Statistician Louise Gates said falling beer drinking levels, per person, continued a trend that started in the 1970s. "There's been an increase in wine consumption," she reportedly said in a statement. Beer availability levels fell 2.3 per cent in 2011-12, compared with the preceding financial year, as wine rose 1.9 per cent. Pre-mixed drinks (RTD) also dropped 2.5 per cent as spirit levels fell 4 per cent.
The trends are similar to the US A where spirits have been a poor third in consumption with beer and wine fighting a see-saw battle for supremacy with wine occasionally uncorking past beer but running a neck to neck race, as already reported earlier in delWine on more than one occasion.

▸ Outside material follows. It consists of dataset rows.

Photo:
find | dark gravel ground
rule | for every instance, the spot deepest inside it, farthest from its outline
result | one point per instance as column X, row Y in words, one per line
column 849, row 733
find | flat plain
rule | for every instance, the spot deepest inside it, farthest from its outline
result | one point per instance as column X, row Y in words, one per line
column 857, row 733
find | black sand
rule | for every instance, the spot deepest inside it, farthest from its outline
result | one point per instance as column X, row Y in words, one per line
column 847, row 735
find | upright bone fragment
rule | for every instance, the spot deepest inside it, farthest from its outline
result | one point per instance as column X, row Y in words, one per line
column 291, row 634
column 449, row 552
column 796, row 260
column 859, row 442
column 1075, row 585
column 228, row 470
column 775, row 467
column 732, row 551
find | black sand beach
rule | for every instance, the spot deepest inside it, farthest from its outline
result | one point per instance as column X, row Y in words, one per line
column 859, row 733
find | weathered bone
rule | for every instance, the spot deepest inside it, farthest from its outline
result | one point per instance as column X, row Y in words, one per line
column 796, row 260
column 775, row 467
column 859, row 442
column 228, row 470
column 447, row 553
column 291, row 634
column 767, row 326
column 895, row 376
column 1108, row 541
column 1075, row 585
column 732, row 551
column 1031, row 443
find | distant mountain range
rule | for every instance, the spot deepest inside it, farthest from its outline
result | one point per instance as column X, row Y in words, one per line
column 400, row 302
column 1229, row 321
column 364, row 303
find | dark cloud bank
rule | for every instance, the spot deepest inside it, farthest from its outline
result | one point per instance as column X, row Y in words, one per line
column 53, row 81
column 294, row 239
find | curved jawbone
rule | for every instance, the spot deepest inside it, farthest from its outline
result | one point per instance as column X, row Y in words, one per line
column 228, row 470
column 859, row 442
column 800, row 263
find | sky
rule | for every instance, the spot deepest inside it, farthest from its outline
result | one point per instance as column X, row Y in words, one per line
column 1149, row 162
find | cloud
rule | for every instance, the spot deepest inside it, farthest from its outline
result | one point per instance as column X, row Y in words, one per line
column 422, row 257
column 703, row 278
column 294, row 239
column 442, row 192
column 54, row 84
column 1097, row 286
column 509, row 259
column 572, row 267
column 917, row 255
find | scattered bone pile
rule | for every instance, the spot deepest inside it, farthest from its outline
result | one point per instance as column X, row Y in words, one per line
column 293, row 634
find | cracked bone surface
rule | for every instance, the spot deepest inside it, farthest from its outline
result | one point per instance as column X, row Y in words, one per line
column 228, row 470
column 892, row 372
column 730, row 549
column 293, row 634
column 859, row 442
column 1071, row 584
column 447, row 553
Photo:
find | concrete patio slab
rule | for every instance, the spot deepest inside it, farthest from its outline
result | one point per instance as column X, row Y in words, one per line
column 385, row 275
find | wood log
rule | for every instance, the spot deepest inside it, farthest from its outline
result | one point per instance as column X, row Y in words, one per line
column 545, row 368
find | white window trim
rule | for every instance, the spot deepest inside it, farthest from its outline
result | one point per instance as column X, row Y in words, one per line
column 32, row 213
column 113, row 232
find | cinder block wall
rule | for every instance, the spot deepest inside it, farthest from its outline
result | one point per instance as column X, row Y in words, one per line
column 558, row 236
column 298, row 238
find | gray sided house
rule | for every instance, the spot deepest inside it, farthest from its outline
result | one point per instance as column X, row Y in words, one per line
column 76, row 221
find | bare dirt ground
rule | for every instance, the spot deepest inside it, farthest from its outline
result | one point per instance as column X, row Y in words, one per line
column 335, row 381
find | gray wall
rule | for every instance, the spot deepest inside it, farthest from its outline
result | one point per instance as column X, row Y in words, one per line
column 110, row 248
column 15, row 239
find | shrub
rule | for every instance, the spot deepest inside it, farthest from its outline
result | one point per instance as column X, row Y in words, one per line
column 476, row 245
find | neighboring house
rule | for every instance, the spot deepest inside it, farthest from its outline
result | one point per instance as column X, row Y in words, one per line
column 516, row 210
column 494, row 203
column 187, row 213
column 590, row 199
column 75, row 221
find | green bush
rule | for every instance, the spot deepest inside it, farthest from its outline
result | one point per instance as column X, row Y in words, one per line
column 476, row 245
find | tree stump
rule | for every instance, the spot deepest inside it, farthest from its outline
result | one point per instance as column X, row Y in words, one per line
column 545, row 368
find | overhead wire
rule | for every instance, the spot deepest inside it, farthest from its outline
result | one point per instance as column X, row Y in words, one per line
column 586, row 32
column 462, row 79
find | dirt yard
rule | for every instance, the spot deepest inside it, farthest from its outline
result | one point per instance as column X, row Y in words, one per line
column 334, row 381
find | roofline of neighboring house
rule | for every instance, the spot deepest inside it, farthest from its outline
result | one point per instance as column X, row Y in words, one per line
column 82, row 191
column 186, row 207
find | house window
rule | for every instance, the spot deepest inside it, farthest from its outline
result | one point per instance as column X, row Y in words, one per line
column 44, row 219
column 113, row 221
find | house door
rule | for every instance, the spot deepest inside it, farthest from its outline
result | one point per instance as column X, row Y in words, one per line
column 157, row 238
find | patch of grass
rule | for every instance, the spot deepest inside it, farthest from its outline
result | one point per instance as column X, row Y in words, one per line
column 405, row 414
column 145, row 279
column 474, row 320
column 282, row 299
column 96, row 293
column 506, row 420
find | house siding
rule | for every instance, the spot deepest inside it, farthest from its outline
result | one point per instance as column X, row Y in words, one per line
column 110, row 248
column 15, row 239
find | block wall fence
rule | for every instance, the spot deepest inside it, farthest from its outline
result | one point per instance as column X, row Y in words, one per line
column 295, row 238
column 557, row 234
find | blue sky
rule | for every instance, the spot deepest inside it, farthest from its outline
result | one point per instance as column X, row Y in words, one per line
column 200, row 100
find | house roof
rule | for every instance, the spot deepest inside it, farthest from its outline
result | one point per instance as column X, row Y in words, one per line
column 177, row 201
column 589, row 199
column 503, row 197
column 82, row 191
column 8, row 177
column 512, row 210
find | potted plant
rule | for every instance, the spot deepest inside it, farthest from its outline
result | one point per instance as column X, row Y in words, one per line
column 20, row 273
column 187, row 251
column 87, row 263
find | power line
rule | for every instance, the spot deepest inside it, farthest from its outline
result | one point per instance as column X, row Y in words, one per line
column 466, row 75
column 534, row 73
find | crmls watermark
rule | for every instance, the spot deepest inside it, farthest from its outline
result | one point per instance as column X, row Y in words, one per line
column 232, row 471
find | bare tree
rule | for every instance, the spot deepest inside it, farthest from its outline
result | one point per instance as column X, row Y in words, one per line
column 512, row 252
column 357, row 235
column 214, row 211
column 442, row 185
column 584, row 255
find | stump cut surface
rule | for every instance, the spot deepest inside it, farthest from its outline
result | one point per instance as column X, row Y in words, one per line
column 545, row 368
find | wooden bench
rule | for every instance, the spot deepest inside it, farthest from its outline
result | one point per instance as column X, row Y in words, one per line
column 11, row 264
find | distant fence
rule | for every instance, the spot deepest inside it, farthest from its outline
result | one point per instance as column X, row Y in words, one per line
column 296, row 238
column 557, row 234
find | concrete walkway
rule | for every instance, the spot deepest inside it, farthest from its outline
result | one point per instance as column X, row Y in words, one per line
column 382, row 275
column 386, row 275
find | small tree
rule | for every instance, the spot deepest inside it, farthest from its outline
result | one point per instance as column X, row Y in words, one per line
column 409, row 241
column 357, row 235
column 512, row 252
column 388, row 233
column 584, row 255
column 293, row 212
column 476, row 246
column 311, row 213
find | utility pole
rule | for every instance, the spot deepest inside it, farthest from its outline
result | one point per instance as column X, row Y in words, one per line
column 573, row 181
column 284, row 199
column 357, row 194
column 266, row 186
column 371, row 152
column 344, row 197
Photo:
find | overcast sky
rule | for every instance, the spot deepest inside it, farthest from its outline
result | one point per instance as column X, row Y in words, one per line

It would be naïve to assume that we will totally or necessarily follow the Australian or the US model of drinking pattern. For instance ABS statistics shows white wine constituted 48.6 per cent of all pure alcohol in wine in 2011-12 while red wine made up 36.6 per cent; other wines like sparkling, rose and fortified made up the balance 14.8 per cent. This, despite the fact that people there drink red wine in winter like it's going out of fashion, according to a hotelier.

Also the consumption of cider is on the rise in Australia with ABS numbers showing it has increased from 1.1 million liters in 2007 to 3.1 million liters in 2011-2012. No such trend is visible in India so far with the production of cider limited to Himachal Pradesh and currently under 10,000 cases only.

But it would make more sense that we would follow similar trends, if one were to realize that America and Australia were both liquor drinking nations and the US has even had prohibition for a long period from 1919 to 1933 and their laws are still so restrictive that one feels the Indian State governments are following their laws. Both countries were strong in drinking whisky and other hard liquor till World War 2, though Australia was perhaps more attuned to the fortified wines (the closest example would be the currently increasing population of ‘Port’, ‘Goan Port’, Nashik ‘Port’ and similar fortified wine drinkers in India).

First, there was a shift from hard liquor to beer drinking; this was followed by increase in wine drinking culture with strong educational programmes and the ostensible health benefits ascribed to wine helping the increase in wine culture. In fact, several Australian winemakers who have met me in the course of the last dozen years believe that India is 30 years behind Australia in terms of wine drinking education and culture.

Considering the huge population of 1.29 billion and increasing number of alcohol imbibers with the young sophisticated types already experimenting with wine, it is not outrageous to assume that the younger generation would shift to wine as a lifestyle product, the shift being complete in a generation after the next. Therefore, if we take a horizon of 30-50 years, we should be able to see a marked shift towards drinking of wine in India, provided of course, the government does not remain spoil sport and continues to treat wine and spirits with the same ink.

Meanwhile, I continue to recommend a daily consumption of 1-2 glasses of good quality wine for women and 2-3 glasses for men, preferably red and preferably with food.

Subhash Arora

Voluntary Disclosure: I do not drink liquor or beer but only wine so I may be slightly skewed towards wine.